WO2014128588a1 discloses two crystalline forms of the free base of palbociclib, form a and form B of the free base. WO2016090257a1 discloses that palbociclib comprises isethionate salt forms α, β, γ, δ, epsilon; a sulfate salt form a; phosphate form a; acetate form A, B; l-lactate form A; maleate form A, B; fumarate salt form A, B; citrate crystalline form A, B; succinate crystalline form A, B, C; crystalline form A, B of L-tartrate; glutarate salt form A, B; adipate crystalline form A, B; glycolate form a; ethanesulfonate crystalline form A, B, C; hippurate crystalline form A, B; ethanesulfonate crystal form A, B, and other salt forms.
WO2005005426A1 protects a crystal form A, B, D of palbociclib mono-isethionate, and a preparation method and application thereof, and discloses a related spectrogram of palbociclib mono-mesylate (crystal form A, B, C, D), dimesylate, mono-hydrochloric acid and di-hydrochloric acid.
CN105008357A discloses that the use of the free base form of palbociclib presents challenges for drug development. The free base provided by the conventional salt splitting procedure (e.g. in example 4 of WO2005005426a 1) is very prone to generate static electricity and forms small primary particles which agglomerate into large, hard agglomerates which are difficult to disperse by sieving and are not suitable for further development.

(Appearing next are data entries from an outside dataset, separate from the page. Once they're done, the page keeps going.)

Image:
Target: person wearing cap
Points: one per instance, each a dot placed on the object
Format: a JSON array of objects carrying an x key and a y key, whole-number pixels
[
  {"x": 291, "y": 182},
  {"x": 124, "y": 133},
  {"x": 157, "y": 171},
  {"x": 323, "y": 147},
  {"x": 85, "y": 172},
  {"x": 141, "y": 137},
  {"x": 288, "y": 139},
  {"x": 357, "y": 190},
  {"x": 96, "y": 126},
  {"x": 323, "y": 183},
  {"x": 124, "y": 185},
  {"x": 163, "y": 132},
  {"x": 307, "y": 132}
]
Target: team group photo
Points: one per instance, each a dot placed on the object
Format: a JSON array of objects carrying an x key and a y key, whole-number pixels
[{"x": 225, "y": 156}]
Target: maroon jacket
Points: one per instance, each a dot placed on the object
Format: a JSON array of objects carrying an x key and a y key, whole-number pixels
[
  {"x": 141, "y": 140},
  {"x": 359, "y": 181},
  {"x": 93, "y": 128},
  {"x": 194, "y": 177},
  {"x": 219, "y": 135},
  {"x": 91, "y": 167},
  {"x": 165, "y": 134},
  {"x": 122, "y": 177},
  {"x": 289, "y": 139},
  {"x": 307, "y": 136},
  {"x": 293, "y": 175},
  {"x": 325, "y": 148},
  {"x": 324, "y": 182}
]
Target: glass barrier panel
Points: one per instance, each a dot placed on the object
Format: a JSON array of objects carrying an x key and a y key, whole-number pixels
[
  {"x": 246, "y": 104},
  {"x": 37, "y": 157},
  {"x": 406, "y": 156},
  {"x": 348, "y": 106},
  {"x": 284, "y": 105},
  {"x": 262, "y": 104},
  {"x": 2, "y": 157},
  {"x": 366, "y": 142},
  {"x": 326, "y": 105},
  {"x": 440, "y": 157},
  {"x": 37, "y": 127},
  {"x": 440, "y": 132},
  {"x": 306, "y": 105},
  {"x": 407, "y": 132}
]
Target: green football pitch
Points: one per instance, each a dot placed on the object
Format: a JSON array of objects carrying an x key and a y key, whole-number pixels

CN107666914A solid dosage form of palbociclib, disclosing that palbociclib is a dibasic (dibasic) compound and has two basic groups with pKa of about 7.3 (secondary piperazine nitrogen) and 4.1 (pyridine nitrogen). The solubility of palbociclib free base is pH dependent. Palbociclib is water soluble at low pH (2.1-4.5), but solubility drops sharply when pH rises above 4.5. Palbociclib had poor water solubility (9 μ g/mL) at pH 7.9. Concomitant administration of agents that increase gastric pH will alter the solubility and absorption of the palbociclib free base formulation.

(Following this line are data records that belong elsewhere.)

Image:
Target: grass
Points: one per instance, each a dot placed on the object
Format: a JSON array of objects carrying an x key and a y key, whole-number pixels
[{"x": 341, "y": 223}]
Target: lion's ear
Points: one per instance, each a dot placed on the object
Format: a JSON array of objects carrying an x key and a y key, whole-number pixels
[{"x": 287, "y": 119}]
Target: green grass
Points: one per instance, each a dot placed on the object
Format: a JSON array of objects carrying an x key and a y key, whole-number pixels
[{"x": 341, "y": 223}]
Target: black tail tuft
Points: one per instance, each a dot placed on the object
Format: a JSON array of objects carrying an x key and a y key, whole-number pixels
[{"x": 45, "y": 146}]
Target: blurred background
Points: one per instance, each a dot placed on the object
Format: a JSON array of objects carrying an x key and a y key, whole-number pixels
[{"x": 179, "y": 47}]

When administered orally, the absorption and bioavailability of therapeutic agents can be affected by a number of factors, including whether the subject is in a fed or fasted state, certain drugs used, such as Proton Pump Inhibitors (PPIs) or H2 receptor antagonists, and certain medical conditions. Compounds with pH-dependent solubility (particularly basic compounds) may exhibit undesirable pharmacokinetic properties such as poor absorption and/or reduced bioavailability, which may lead to significant inter-and intra-patient variability.
Disclosure of Invention
The invention provides a palbociclib orotate and a preparation method thereof.
According to the crystal form A of the palbociclib orotate, orotic acid is vitamin B13, the palbociclib orotate has a liver protection effect, and a referable solution is provided for toxic and side effects caused by palbociclib in the treatment process. And the stability of the orotate is good, and compared with the free alkali crystal form A, the solubility of the orotate is improved by nearly 10 times.
The invention provides a novel palbociclib salt, namely palbociclib orotate, wherein the molar ratio of palbociclib to orotic acid in the salt form is 1:1, and the structure is shown in a formula (1):
the crystal form A of the palbociclib orotate has characteristic peaks at about 7.56 degrees, 13.02 degrees and 23.14 +/-0.2 degrees in an X-ray powder diffraction pattern detected by Cu-Kalpha radiation.
The crystalline form A of the palbociclib orotate has characteristic peaks at about 7.56, 7.86, 11.90, 13.02, 13.64, 14.12, 18.40 and 23.14 +/-0.2 degrees in an X-ray powder diffraction pattern detected by Cu-Kalpha radiation.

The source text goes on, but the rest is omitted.